On January 2, 2009, the Wall Street Journal ran a story on the possibility of the FDIC agreeing to assume future losses on the troubled assets of a failed institutions. The FDIC has used versions of the loss-sharing model several times last year, but with the exception of the initial attempt to rescue Wachovia, only as part of the receivership of a failed institution.
“It is something that we plan on doing in the future where it’s appropriate,” says Herb Held, assistant director in the FDIC’s division of resolutions and receiverships. “I think it’s a good deal for everybody: the FDIC, the acquiring bank and the borrowers. It keeps the assets where they were.”
This leaves open the question of whether the FDIC will begin using a loss-sharing approach to facilitate open bank transactions. Some advisers believes that the FDIC will use this approach to effectively entice sound financial institutions to purchase struggling banks, or those which may be in imminent danger of failing. While there is no existing precedent during this period of economic turmoil, open bank assistance was a well regarded and oft used solution in earlier troubled times. Where FDIC does provide stop loss or other support, it comes ahead of shareholders in the troubled institution, so it does not help shareholders in most instances; however, it does prevent the extra disruption of a failure. Traditionally, FDIC officials informally estimated the additional loss upon a failure was at least 15% higher than the loss where the troubled bank is acquired by a healthy bank in an open bank transaction. As a result, properly structured stop loss or other assistance programs should save the deposit insurance fund real dollars.

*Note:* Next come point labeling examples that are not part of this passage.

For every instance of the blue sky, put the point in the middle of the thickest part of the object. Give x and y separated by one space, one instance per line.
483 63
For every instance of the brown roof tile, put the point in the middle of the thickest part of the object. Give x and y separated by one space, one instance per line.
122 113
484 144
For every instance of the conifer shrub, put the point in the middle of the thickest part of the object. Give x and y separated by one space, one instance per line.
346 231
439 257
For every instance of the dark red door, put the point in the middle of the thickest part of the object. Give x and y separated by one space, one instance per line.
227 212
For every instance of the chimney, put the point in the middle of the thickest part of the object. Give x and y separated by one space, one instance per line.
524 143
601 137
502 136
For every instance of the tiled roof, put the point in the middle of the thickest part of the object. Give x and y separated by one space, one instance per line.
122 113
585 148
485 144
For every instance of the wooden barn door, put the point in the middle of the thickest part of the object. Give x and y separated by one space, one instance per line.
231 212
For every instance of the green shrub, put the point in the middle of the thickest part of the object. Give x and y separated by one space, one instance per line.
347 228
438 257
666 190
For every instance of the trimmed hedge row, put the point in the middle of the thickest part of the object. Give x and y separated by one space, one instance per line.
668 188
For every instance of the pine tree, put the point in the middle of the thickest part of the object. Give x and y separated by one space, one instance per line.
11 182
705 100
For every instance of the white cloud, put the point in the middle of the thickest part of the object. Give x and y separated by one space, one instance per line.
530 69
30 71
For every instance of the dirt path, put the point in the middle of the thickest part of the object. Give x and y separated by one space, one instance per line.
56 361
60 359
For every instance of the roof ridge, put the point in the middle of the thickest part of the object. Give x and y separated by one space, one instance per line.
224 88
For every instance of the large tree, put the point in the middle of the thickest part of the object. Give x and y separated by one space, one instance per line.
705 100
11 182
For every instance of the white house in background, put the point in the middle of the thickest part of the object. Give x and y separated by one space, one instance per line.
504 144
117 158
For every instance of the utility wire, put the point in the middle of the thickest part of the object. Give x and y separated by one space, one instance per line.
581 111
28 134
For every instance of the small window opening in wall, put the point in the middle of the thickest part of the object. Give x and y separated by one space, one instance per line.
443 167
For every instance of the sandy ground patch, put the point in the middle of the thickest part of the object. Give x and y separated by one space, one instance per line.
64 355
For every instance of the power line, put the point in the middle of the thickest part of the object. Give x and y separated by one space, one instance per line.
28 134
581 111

For now, the FDIC appears tied to the position that it can only offer loss-sharing following receivership and a full auction of the troubled or failing institution in order to comply with its legal obligation to provide the least-costly solution. If a tangible proposal for a loss sharing were presented to a regional FDIC office, such a proposal would be have to be structured to assure “least costly” status and would be forwarded to DC for review.
Accordingly, we recommend that neither acquiring banks, nor troubled institutions looking to be acquired, put too many eggs in the basket hoping for FDIC loss-sharing assistance.